One Step from Prediabetes to Diabetes: Hypothalamic Inflammation?

Dongsheng Cai 1,
PMCID: PMC3281529  PMID: 22355177

Type 2 diabetes (T2D) is a devastating disease that arises from prediabetic conditions including glucose intolerance, insulin resistance, hyperlipidemia, and obesity, which, together with a few others, collectively is termed metabolic syndrome. Due to the absence of severe hyperglycemia and its chronic complications, prediabetes offers an early therapeutic window to reverse glucose and insulin abnormalities to prevent the development of T2D. To this end, understanding the pathogenic mechanisms underlying the progression from prediabetes to diabetes represents an area of keen research. In this issue, Burgos-Ramos et al. (1) provide evidence demonstrating that the development of diabetes from prediabetes in a mouse model may involve a central nervous system mechanism in relation with hypothalamic inflammation (Fig. 1).

Fig. 1.

Fig. 1.

Hypothalamic inflammation links central insulin resistance to diabetes.
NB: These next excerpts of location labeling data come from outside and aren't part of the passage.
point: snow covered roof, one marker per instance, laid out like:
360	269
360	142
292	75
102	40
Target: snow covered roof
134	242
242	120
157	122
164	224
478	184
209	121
Hypothalamic regulation of feeding, body weight, and glucose homeostasis is mediated by multiple signaling pathways including insulin singling. The hypothalamic insulin signaling cascade is directed by activation of insulin receptor, IRS proteins, and downstream phosphatidylinositol-3-OH kinase (PI3K), which control AKT and FOXO to regulate gene expression of neuropeptides such as proopiomelanocortin (POMC) and neuropeptide Y (NPY). In IRS2-deficient mice, some of them can develop diabetes, but others present only prediabetic syndrome, likely due to the differential compensatory effects by IRS1. The compromised compensation of hypothalamic IRS1 signaling in diabetic IRS2-deficient mice is related to the certain pattern and perhaps increased magnitude of hypothalamic inflammation. Such hypothalamic changes in IRS2-deficient mice align with recent literature showing the central mechanisms of obesity and T2D involve IκB kinase β (IKKβ)/NF-κB- and JNK-mediated hypothalamic inflammation, a central pathogenic event caused by overnutrition-induced endoplasmic reticulum (ER) stress, oxidative stress, autophagy defects, and cytokine activation. AA, Amino acids; AP1, activator protein-1; FFA, free fatty acid; FOXO, forkhead box O; PIP2, phosphatidylinositol 4,5-bisphosphate; PTEN, phosphate and tensin homolog.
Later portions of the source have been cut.